Se trata, así, de una crisis general de la sociedad, su economía y su Estado, y así debe ser asumida desde el propio Estado y sus mandos. Sin atenderla ya, no tenemos salida; sin asumirlo como tarea colectiva que cruza banderías políticas y humores y ambiciones personales, no iremos a ningún lado y la vuelta a la noria se volverá sentencia capital.

No va por buen camino la sana indignación de estas semanas, encabezada venturosamente por los jóvenes estudiantes, si se busca canalizarla contra el Estado, en vez de hacerlo en pos de su reforma fundamental. Lo que requerimos con urgencia es un nuevo orden, pero eso sólo podremos construirlo desde el Estado mismo, con la poca o mucha democracia y participación que alcancemos a crear en el poco tiempo que nos queda.

Es claro que una elección o muchas no nos van a sacar del laberinto y que pretender hacerlo en Guerrero hoy, o el año entrante, sólo profundizará el círculo hipnótico de la violencia criminal como método nefasto de hacer política. De seguir por ese sendero, sembrado ya de muertes políticas antes, en y después de Iguala, no quedará nadie inmune.
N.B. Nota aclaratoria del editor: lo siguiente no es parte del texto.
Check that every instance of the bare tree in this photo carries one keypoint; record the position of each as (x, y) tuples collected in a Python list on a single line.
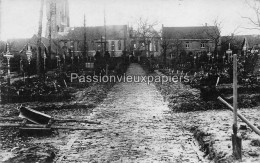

El estado de emergencia que indudablemente viven esa entidad y las regiones aledañas, la Tierra Caliente, pero también La Montaña mártir o el triángulo de horror donde se cruzan Michoacán, Guerrero y el estado de México, debería volverse estado de excepción abierto, legalmente implantado, a la vez que sometido a la más estricta vigilancia del respeto a los derechos humanos. A eso y lo que haga falta deberían dedicarse el Congreso de la Unión y las organizaciones de la sociedad civil, negándose a servir de caja de resonancia de quienes ven en la generalización del desorden la oportunidad para el lucro mayor y el ejercicio autoritario. Con la ira de los justos tienen que venir el clamor social justiciero y el reclamo por más y mejor democracia; lo que no han podido o querido idear y erigir las élites del momento.

Milonga, fado, blues: lo que queramos; pero la tonada se ha vuelto silbido mortuorio que nos envuelve, mientras los hombres duros de siempre quieren volver al silencio política de Estado.